Dr. Jochen Köckler, Mitglied des Vorstandes der Deutschen Messe: „In Zukunft wird es immer mehr intelligente Arbeitsplätze in der Fabrik geben, die sich dem Kenntnisstand des Mitarbeiters anpassen und ihn bei seiner Arbeit unterstützen.“

Industrie 4.0, Integrated Energy, Digitaler Zwilling, Predictive Maintenance, Digital Energy, Smart Materials, vernetzte und kollaborative Roboter (Cobots) – Großkonzerne, aber besonders auch kleine Unternehmen sind heute mit einer Vielzahl von technologischen Möglichkeiten konfrontiert, deren Auswirkungen sie oft nur schwer einschätzen können. Hier setzt die Hannover Messe 2017 an.

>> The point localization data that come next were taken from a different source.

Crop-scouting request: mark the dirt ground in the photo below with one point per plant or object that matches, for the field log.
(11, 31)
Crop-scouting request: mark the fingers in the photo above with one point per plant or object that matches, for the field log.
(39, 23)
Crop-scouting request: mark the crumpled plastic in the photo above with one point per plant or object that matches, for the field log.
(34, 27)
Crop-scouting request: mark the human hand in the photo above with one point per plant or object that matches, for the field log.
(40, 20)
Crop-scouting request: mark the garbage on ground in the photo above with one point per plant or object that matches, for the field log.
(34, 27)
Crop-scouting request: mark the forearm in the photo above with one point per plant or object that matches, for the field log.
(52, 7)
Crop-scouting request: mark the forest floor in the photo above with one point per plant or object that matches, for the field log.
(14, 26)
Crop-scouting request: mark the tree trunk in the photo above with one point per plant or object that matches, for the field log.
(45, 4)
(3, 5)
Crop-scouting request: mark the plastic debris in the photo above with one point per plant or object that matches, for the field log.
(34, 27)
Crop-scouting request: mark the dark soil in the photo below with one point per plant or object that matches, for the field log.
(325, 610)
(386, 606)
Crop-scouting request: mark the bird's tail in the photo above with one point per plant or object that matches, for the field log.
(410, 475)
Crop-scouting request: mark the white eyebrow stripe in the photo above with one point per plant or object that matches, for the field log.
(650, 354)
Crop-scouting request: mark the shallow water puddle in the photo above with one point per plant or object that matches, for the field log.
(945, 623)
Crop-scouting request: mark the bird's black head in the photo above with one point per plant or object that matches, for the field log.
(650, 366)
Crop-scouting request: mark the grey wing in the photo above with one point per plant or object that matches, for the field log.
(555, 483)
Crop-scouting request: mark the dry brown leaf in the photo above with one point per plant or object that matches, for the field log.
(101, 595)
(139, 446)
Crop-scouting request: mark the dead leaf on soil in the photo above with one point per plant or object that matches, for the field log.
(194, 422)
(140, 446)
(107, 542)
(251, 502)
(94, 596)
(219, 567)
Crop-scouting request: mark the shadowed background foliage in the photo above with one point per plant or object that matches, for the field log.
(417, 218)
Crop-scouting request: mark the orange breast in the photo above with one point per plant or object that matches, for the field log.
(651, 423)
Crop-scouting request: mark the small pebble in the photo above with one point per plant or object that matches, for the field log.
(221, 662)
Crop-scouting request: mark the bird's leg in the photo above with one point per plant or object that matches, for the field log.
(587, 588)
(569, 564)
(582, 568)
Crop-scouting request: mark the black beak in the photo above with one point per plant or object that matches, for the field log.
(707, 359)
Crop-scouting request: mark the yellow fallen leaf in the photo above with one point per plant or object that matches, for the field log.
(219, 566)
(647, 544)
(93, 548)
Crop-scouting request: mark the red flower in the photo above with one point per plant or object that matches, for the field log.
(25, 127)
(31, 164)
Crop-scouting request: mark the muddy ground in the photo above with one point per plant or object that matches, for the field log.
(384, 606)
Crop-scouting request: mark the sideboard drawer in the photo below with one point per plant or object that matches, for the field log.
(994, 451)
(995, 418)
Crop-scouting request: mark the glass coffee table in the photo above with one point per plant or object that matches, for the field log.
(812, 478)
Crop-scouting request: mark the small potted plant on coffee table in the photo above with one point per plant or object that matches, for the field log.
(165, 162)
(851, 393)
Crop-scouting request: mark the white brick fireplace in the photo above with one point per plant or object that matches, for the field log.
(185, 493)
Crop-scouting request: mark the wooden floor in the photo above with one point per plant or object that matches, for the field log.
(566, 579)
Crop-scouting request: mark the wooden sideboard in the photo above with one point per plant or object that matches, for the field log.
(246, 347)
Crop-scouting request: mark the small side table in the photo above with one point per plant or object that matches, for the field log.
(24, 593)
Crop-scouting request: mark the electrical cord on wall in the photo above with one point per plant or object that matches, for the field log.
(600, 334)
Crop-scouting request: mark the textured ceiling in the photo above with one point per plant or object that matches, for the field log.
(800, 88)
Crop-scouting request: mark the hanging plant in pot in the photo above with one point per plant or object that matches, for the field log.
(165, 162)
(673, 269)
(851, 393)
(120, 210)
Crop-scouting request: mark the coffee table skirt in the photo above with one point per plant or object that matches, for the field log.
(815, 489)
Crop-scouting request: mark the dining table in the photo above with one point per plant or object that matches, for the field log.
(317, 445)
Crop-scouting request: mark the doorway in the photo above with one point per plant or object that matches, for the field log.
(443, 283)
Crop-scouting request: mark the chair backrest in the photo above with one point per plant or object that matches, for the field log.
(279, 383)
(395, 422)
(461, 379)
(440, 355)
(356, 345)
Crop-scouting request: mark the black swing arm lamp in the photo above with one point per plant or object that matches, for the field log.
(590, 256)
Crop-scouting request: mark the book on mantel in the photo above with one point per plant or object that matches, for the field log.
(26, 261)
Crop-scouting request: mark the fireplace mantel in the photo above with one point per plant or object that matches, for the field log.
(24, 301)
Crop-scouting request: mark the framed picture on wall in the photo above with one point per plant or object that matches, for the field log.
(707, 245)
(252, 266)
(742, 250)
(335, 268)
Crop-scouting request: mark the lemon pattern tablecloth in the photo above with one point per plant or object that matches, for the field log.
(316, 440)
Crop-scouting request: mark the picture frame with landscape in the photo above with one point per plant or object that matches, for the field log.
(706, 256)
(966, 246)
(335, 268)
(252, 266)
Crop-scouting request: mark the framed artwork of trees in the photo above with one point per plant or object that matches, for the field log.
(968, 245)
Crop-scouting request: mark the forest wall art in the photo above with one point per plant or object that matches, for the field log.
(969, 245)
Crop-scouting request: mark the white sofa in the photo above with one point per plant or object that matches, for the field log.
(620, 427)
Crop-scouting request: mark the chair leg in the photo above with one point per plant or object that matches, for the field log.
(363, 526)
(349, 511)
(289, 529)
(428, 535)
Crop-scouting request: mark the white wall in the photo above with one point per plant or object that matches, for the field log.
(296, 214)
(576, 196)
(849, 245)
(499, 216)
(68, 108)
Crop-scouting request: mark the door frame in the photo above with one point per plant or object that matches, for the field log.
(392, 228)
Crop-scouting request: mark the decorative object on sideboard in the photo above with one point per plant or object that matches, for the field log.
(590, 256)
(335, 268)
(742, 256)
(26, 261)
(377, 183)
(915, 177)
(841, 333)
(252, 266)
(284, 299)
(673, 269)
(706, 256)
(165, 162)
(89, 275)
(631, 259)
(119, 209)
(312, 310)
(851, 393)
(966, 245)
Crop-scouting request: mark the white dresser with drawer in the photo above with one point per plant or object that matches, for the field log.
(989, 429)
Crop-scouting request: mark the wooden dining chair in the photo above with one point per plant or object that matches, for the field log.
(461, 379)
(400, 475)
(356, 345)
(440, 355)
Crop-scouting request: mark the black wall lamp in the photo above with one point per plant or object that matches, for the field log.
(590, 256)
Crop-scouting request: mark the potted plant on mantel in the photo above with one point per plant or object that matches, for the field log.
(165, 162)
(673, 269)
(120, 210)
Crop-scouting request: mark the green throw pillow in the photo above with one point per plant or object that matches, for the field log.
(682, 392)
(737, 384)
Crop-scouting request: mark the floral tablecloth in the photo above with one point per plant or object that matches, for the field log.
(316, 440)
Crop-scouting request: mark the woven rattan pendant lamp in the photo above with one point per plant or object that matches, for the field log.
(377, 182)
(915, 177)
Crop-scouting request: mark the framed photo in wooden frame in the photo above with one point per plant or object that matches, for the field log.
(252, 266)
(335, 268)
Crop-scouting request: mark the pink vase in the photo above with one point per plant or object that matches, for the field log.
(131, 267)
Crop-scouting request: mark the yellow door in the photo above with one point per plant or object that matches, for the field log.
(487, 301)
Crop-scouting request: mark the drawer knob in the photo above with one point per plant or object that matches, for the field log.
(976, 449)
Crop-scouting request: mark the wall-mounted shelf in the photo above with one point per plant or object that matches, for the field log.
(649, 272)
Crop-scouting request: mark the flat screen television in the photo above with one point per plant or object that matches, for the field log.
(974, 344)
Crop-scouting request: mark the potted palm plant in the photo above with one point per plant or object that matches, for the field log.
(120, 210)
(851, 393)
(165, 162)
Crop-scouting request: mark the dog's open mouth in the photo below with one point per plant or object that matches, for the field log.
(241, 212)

Die Weltleitmesse der Industrie zeigt Wege auf, wie Unternehmen, auch mit begrenzten Ressourcen, die Potenziale der Digitalisierung erkennen und für sich nutzen können. Köckler: „Industrie 4.0 bedeutet nicht den abrupten Austausch aller Produktionsanlagen auf einen Schlag. Beispielsweise können neuartige Sensoren an bestehende Anlagen angedockt werden, um Daten zu erfassen, auszuwerten und daraus Verbesserungen im Produktionsprozess abzuleiten oder neue Geschäftsmodelle zu entwickeln.“ Die Messe wird damit zum Wegweiser für Besucher aus der produzierenden Industrie, die das Potenzial der Digitalisierung für ihr Unternehmen ausschöpfen und ihre Produktion Schritt für Schritt zur Fabrik 4.0 ausbauen wollen.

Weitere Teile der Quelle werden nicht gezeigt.